Remember, while we paired, I pointed out that the naive implementation of include as would allow this, even though this is clearly not what we want, and we discussed a future implementation using two separate scopes which would successfully reject this. But you want to allow it?? Why?
It's really not harmful as long as it's not blocking the above example with the "important to be able to do this" comment. If it's easier for us code wise, we can leave it. If it makes things easier to remove it, so be it. If you feel strongly about one or the other, I can be persuaded!
I've pushed these updated changes to feat/new-set-scope https://github.com/purpleidea/mgmt/tree/feat/new-set-scope If you can patch this branch to fix the ordering thing and the shadow thing, it would be most helpful. We can pair on it if you think it would go faster that way.
In parallel (if you're curious) I wrote a neat compiler/sugar hack to automatically nest classes. None of or work should be affected by it, I just thought I'd show you for fun: https://github.com/purpleidea/mgmt/tree/feat/nested-class-sugar
Cheers!
For reference, tests that need looking into:
SHADOWING: import-scope-classes-5.txtar
ORDERING: (run a few times to get an eventual ordering failure) import-scope-classes-4.txtar class-include-as-class0.txtar
Hmm. Are you sure you really need to support the "important to be able to do" case? The semantics where
$x = 1
if true {
$x = $x + 1
$y = $x # 2
}
makes sense is called "non recursive bindings", and in that world definitions must be ordered, you can have this:
$x = 1
$x = $x + 1
$y = $x # 2
but not that:
$y = $x # 1
$x = 1
The semantic in which definitions can appear out of order is called "mutually-recursive bindings" and in that world $x = $x + "wow
is a loop regardless of the other bindings of $x
.
Do you also want
class c {
include c {...}
}
and
include i.c as i
or is it only variables which get the crazy semantics?
(I edited the examples in the previous comment, make sure to look at the GitHub version, not the email version)

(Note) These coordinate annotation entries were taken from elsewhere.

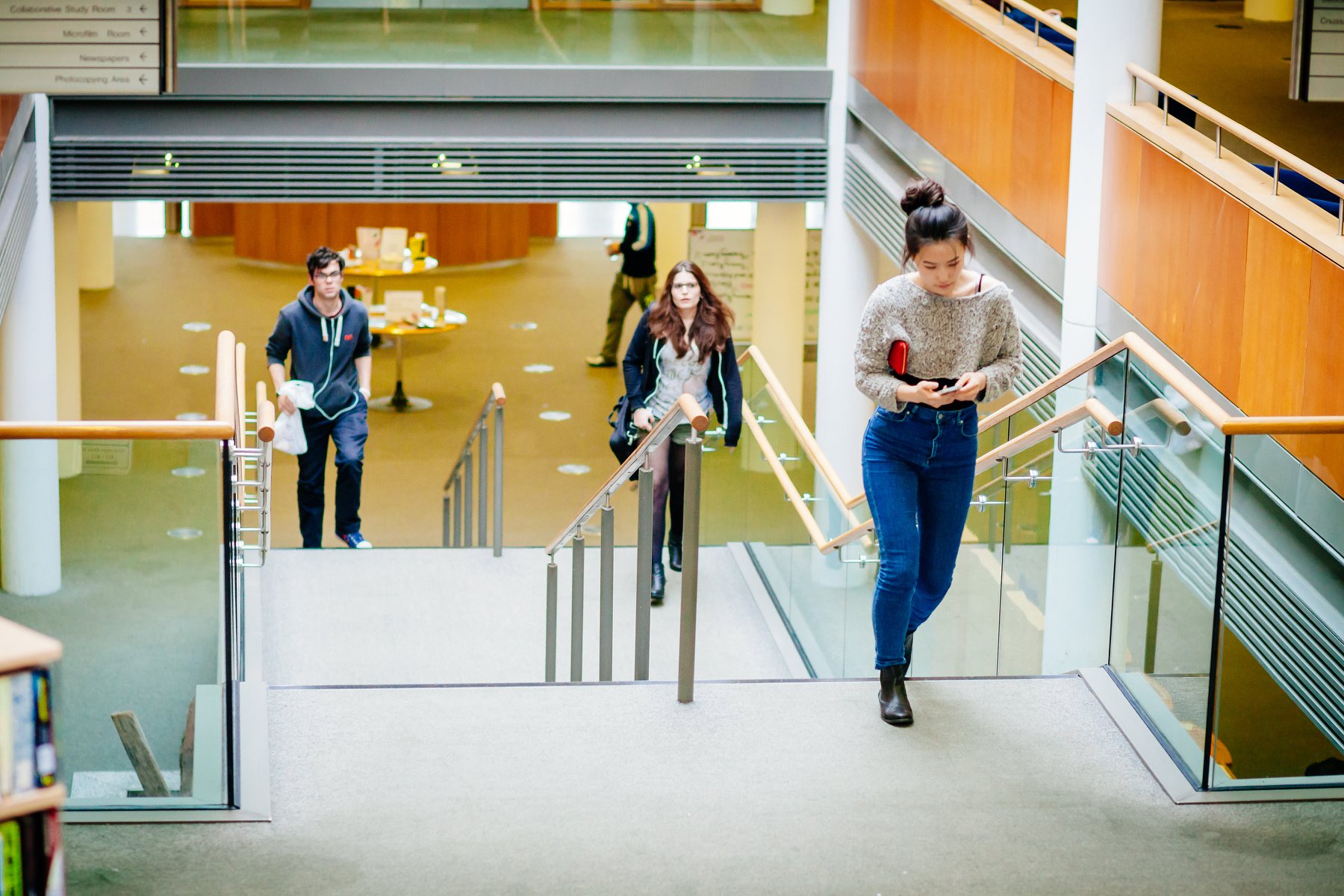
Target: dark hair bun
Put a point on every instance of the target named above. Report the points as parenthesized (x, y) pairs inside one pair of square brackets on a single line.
[(922, 193)]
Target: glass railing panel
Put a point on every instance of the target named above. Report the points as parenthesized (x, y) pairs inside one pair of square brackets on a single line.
[(140, 618), (1278, 709), (559, 33), (1167, 551)]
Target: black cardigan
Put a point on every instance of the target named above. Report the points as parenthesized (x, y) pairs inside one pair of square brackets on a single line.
[(641, 379)]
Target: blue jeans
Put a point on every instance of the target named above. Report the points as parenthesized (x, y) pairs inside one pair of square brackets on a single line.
[(918, 469), (349, 432)]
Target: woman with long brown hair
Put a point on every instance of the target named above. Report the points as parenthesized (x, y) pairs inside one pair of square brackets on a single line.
[(682, 344)]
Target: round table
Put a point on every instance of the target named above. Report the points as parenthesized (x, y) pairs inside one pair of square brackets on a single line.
[(399, 401), (378, 273)]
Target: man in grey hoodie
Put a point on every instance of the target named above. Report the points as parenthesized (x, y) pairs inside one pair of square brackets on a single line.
[(326, 332)]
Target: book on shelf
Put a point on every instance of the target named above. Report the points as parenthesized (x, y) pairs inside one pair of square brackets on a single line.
[(27, 746), (31, 856)]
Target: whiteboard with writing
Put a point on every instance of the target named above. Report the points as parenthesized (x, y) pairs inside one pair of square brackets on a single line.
[(727, 258)]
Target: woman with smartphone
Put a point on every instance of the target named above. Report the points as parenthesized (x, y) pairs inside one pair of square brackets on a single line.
[(933, 343)]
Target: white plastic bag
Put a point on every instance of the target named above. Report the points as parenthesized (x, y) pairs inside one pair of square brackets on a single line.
[(289, 428), (289, 435)]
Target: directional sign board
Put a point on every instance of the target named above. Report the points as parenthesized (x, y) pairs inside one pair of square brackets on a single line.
[(82, 47)]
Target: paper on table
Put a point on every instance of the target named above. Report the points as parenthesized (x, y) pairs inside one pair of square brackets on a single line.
[(402, 304)]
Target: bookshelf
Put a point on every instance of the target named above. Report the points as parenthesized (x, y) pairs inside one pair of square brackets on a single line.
[(30, 828)]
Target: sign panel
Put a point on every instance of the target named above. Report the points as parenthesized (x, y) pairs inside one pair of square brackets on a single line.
[(60, 47)]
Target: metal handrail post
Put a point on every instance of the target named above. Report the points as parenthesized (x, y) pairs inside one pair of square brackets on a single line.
[(499, 481), (553, 606), (457, 512), (605, 585), (448, 519), (577, 613), (644, 574), (482, 494), (690, 568), (467, 499)]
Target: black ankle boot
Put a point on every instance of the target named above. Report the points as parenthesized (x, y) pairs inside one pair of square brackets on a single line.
[(659, 585), (892, 699)]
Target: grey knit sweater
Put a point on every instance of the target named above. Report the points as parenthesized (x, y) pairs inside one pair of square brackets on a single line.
[(948, 337)]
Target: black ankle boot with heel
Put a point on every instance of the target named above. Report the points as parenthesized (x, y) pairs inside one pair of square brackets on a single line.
[(660, 585), (893, 700)]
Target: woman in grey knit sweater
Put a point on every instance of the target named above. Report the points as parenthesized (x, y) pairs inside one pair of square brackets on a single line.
[(961, 347)]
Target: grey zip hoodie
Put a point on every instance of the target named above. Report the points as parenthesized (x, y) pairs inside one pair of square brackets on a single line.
[(323, 349)]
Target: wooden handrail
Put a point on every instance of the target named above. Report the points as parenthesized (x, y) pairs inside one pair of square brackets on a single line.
[(1039, 15), (691, 413), (265, 420), (800, 428), (1272, 149), (240, 425), (225, 426), (226, 388)]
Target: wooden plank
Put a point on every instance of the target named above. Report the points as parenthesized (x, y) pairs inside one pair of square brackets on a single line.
[(140, 755), (211, 220), (1324, 366), (22, 648), (1273, 351), (544, 220), (1116, 265)]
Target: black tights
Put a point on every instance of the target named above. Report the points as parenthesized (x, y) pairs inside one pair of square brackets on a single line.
[(668, 464)]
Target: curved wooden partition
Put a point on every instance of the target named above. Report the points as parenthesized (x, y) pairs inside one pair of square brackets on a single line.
[(1246, 302), (458, 233), (992, 102)]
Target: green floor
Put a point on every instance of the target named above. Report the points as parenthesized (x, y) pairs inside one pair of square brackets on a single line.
[(502, 37)]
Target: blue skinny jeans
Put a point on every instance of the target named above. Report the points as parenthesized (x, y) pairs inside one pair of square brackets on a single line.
[(918, 469)]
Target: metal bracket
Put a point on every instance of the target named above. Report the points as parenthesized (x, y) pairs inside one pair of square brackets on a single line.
[(1031, 479), (980, 503)]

I'm cleaning up the current branch as per our discussions. Since I didn't reply above, just for reference:
class c {
include c {...}
}
This looks like recursive classes, and is already handled (and forbidden) in the code. Whether it would make sense is a different discussion, but I suspect probably not.
include i.c as i
or is it only variables which get the crazy semantics?
heh, I don't see any reason why the above should be allowed or why it's necessary. The reason it's not is that if you've defined a class in a particular scope, then this is effectively overwriting that identifier. You have control over this where as for variables you might not have full control. At least I mostly see things this way for now.
I've merged our code to git master! \o/ The corner cases are mentioned in the tests for a future patch. Thanks again!
For future memory, related tasks here:
TODO: For james to fixup and merge: bug/ordering local branch.
Simple example:
Note that the vars can be used. The defined classes can be used. And any resources always "fallthrough" into the global scope.
Note that when used without
as
, the default name would be the same as the class definition itself, so this might be confusing, and not be entirely sensible.